Star Trek: New Voyages is an amateur Star Trek series not dissimilar from Starship Exeter. New Voyages‘ primary refinement is that the shows are set on board the Enterprise of the original series as opposed to a contemporary ship of the same class, as is the case with Exeter. New Voyages also employs the same characters: Kirk, Spock, McCoy, and so forth have simply been recast, and as the script makes clear, the events seen in New Voyages are intended to take place ‘in canon,’ if you will.
New Voyages looks like it has a larger operating budget than Exeter, and I thought the first episode, “What May Come,” (described as a pilot on the website) seems to employ some more experienced actors than those in the Johnsons’ labor of love.
It was a bit tough to download the episode, also. I ended up getting it from here. The site doesn’t explain the format, but the zip files are crisp-looking 240×320 (I think) .wmvs, playable on the Mac with the excellent MPlayer OS X. Alas, there’s no easy way to got from .wmv to DVD on the Mac, so you may be stuck watching the show on your monitor rather than on the tube.
I have written before about how this emerging genre fascinates me. New Voyages is particularly intriguing because of the close ties to the original show – two actors that appeared on the original series do guest shots, and a Trek fan muckety-muck who sold a story to Voyager also appears.

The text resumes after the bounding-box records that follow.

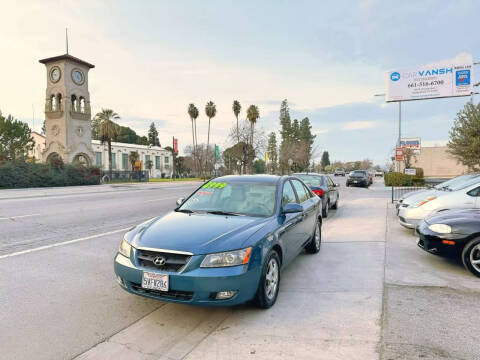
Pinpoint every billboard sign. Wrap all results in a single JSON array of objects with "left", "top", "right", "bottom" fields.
[
  {"left": 400, "top": 138, "right": 422, "bottom": 150},
  {"left": 385, "top": 56, "right": 473, "bottom": 102}
]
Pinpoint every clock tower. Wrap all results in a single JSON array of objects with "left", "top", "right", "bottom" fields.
[{"left": 40, "top": 54, "right": 95, "bottom": 165}]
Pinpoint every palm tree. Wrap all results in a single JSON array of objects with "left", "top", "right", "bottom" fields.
[
  {"left": 247, "top": 105, "right": 260, "bottom": 174},
  {"left": 95, "top": 109, "right": 120, "bottom": 177},
  {"left": 205, "top": 101, "right": 217, "bottom": 175},
  {"left": 188, "top": 104, "right": 198, "bottom": 175},
  {"left": 232, "top": 100, "right": 242, "bottom": 144}
]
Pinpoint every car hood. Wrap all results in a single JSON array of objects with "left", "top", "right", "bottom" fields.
[
  {"left": 125, "top": 212, "right": 268, "bottom": 255},
  {"left": 425, "top": 209, "right": 480, "bottom": 234}
]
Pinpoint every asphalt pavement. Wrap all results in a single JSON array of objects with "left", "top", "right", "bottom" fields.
[{"left": 0, "top": 178, "right": 480, "bottom": 360}]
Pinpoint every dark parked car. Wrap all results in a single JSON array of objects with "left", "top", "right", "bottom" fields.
[
  {"left": 416, "top": 207, "right": 480, "bottom": 277},
  {"left": 347, "top": 170, "right": 370, "bottom": 188},
  {"left": 114, "top": 175, "right": 322, "bottom": 308},
  {"left": 293, "top": 173, "right": 340, "bottom": 218}
]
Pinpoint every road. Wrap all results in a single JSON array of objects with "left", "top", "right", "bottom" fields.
[{"left": 0, "top": 178, "right": 480, "bottom": 360}]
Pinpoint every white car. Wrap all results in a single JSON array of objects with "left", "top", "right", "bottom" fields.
[
  {"left": 398, "top": 176, "right": 480, "bottom": 229},
  {"left": 396, "top": 173, "right": 480, "bottom": 209}
]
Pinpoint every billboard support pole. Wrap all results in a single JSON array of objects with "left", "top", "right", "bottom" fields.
[{"left": 397, "top": 101, "right": 402, "bottom": 172}]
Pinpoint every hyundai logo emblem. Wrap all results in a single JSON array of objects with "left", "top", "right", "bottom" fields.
[{"left": 153, "top": 256, "right": 166, "bottom": 266}]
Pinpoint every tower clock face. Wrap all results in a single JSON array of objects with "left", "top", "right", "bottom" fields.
[
  {"left": 50, "top": 66, "right": 62, "bottom": 82},
  {"left": 72, "top": 69, "right": 85, "bottom": 85}
]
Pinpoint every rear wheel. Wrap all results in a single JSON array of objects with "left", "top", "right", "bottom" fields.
[
  {"left": 305, "top": 221, "right": 322, "bottom": 254},
  {"left": 462, "top": 237, "right": 480, "bottom": 277},
  {"left": 256, "top": 250, "right": 280, "bottom": 309}
]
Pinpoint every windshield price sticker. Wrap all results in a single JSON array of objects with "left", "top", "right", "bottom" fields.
[{"left": 202, "top": 181, "right": 227, "bottom": 189}]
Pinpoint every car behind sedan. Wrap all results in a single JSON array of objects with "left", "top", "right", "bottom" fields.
[
  {"left": 114, "top": 175, "right": 322, "bottom": 308},
  {"left": 293, "top": 173, "right": 340, "bottom": 218},
  {"left": 416, "top": 209, "right": 480, "bottom": 277}
]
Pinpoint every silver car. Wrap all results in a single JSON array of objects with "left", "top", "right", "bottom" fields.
[{"left": 398, "top": 176, "right": 480, "bottom": 229}]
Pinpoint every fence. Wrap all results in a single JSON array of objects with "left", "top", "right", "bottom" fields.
[{"left": 100, "top": 170, "right": 149, "bottom": 183}]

Overall good points include persuasive costuming, a variety of room sets including what appear to be complete bridge and transporter room sets, and some really good looking effects shots, all scrupulously employing designs drawn from the mid-seventies Starfleet Technical Manual.
New Voyages FAQ notes that producer James Cawley is a Trekanalia collector, and that the production shot in New York, facts that lead me to conclude that Cawley is the collector who purchased the DS9-built recreation of the TOS bridge set built for use on the DS9 time travel episode that placed Sisko and crew aboard the Enterprise during the events seen in TOS episode “The Trouble with Tribbles.”
Jimm and Josh Johnson of Exeter have told me they met with this collector in upstate New York to explore continuing their series on his sets but did not pursue the opportunity because it was geographically inconvenient for their cast and crew.
New Voyages FAQ also notes that Sulu doen not appear in the recast crew, ‘for good reason,’ which leads me to speculate that George Takei may appear in an upcoming episde, given his awareness of and involvement with the fan push to get Paramount to make Excelsior the next Trek to follow Voyager.
Naturally, there are some quibbles. The effects shots mix the textural look of the series’ movie effects with the cleaner surfaces of the original television series, which looks odd. The audio of all the interior shots is roomy; that is, there’s a clear acoustic reverb which comes from iimproper miking. The editing and pacing are – with the exception of the effects sequences – overly loose, leaving the whole production with a disctinct amateur feel; this is also a problem in the careless, busy use of soundtrack music as well. This overall slightly undisciplined sense is most obvious when the director violates TOS editing conventions in several places. This disrupts the desired effect of creating the illusion that one is watching a forgotten production from the time and place of the original series.
I am driven to comment on the visual failure of “Kirk’s” hair. It’s not even close to Shatner’s Kirk ‘do. Instead it looks like Elvis’ hair, long, square sideburns and all. Since the odd ‘Vanilla Ice’ image of the actor on the main page for the production clearly shows pointy sideburns, I assume that the square burns must be a reference to the square burns worn by Bill in the original series pilot “Whom Gods Destroy.”
In conclusion, I didn’t get the same giddy charge from seeing this as I did from seeing Exeter, but by the same token I saw nothing to indicate that the production couldn’t be tightened up. Given that both series are continuing production, I can imagine a very interesting set of scenarios between the two groups, from competition to cross-over. I also have a hard time imagining that Paramount is going to ignore or encourage this, as much as I believe it’s what they should do. On the other hand, the Paramount logo appears on the website, so maybe I’m mistaken.
Imagine if they took the budget for one episode of the current series, and distributed it to ten amateur efforts in the form of grants as a kind of farm system. In one fell swoop they’d get distribution rights to the fan material, reconnect with the fan base, and establish a modern, post-digital era production and distribution cycle to learn from and draw on. I’m not holding my breath.
Of course, this sort of thing always leads me to wonder where the fan series production of Space: 1999 might be.